Her ally in all of this is Dr. Evan Dale, who is six months into a three-year sentence for having performed an illegal abortion on a family friend who was going to kill herself if she had to carry the baby to term. So while the book wants us to feel horrified by the concept of abortion, Judy firmly believes that Dr. Dale was justified in performing this one and should not be imprisoned for a “pardonable mistake.” Frequently people who are opposed to something in theory don’t have such a hard time with it when it applies to them personally. Dr. Dale is the “inmate nurse,” and spends his days doing the work that Dr. Hartmann should be doing if he weren’t sleeping off his latest bender. So Dr. Dale spends a lot of time with Judy, and proves his worth early on when she swoons after delivering morphine injections to the prison’s addicts (don’t ask), and he catches her before she drops to the cold, stone floor.
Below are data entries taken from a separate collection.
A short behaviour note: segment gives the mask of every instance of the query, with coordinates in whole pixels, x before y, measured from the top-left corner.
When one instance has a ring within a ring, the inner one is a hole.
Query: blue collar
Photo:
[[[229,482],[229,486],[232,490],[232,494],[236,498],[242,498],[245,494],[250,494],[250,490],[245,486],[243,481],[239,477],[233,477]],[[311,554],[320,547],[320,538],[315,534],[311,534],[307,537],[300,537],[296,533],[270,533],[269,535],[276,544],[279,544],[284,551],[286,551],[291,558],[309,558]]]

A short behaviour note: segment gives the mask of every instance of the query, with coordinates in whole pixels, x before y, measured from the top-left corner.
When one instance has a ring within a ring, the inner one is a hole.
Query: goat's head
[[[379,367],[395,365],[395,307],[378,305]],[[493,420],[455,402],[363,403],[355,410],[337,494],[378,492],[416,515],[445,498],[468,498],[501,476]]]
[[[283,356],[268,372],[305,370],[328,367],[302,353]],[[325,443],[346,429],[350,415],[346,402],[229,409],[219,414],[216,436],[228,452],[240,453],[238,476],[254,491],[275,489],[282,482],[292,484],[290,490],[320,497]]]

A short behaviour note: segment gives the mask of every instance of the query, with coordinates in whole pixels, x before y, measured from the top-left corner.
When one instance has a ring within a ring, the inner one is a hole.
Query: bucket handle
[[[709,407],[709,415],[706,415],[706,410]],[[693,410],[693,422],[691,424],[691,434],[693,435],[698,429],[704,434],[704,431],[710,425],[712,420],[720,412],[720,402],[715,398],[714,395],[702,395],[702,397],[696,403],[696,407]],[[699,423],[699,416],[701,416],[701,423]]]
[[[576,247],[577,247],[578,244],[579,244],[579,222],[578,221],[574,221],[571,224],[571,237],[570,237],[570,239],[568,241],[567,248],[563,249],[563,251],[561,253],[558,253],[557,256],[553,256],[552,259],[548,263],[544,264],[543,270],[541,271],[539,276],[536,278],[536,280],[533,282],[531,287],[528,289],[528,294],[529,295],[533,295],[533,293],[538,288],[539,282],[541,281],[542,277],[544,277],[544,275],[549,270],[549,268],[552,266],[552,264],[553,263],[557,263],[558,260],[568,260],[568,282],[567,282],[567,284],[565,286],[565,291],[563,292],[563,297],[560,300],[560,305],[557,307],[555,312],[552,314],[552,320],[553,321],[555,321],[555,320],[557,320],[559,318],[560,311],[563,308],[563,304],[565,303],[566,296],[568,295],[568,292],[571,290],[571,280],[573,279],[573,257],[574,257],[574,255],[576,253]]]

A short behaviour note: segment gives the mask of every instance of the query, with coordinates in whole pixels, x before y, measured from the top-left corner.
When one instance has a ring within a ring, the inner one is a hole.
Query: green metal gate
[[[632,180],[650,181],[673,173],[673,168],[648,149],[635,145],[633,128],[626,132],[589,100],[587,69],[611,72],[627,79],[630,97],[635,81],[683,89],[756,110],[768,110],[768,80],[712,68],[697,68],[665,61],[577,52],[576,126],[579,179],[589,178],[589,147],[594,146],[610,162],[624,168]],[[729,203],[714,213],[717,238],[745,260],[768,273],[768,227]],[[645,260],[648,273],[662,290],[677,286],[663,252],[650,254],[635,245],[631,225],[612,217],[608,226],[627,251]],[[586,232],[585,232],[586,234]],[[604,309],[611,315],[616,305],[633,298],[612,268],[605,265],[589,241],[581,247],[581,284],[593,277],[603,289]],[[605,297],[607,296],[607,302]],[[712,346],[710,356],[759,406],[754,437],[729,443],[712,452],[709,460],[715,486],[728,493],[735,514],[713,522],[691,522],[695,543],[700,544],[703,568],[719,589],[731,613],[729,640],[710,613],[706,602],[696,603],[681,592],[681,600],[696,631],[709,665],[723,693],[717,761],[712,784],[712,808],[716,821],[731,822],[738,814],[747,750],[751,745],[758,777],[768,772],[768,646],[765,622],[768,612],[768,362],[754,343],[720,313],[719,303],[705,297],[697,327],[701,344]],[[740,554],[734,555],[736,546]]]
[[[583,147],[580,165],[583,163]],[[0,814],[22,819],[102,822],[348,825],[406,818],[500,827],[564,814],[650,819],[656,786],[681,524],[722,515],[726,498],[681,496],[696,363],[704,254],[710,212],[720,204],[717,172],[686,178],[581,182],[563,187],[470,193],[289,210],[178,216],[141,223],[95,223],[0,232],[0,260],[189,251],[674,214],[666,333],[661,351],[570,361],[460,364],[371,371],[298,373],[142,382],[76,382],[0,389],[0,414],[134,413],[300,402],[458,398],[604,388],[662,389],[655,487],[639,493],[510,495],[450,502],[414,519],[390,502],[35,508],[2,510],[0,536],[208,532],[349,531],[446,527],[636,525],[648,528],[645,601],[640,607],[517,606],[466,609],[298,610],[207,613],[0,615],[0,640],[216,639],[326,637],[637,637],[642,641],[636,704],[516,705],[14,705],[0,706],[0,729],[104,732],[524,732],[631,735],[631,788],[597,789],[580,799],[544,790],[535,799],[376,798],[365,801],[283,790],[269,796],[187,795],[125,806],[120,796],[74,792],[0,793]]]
The bulk of the book follows the fates of various inmates, Dr. Dale and Judy’s blossoming romance, and Red Mike’s “sizin’ up” of Judy. It ends fairly predictably, though the prison is allowed to plod along in its corrupt and sinful ways at book’s end. I was quite surprised to find the copyright date of 1934 on this book, which makes it one of the oldest VNRNs I’ve met. It certainly is dated, with its cute slang—can, fish, scratch, wise—all hung with apostrophes like ornaments on a Christmas tree. The nicknames are adorable too: Wouldn’t you like to hang out with Cabaret Lou, Broadway Rose, Frankie the Dope, Tough Tony, Three Ball Johnny, and Ice Wagon Reilly? The book is not badly written, but I think most of its excitement is supposed to be in the drug use and homosexuality, which we are supposed to find “shocking” and even, to quote our heroine Judy Grayson, “disgusting.” At this point in time, however, it all seems fairly straightforward, so unless you’re particularly interested at a look at prisons as they were 80 years ago, this book doesn’t have much to offer.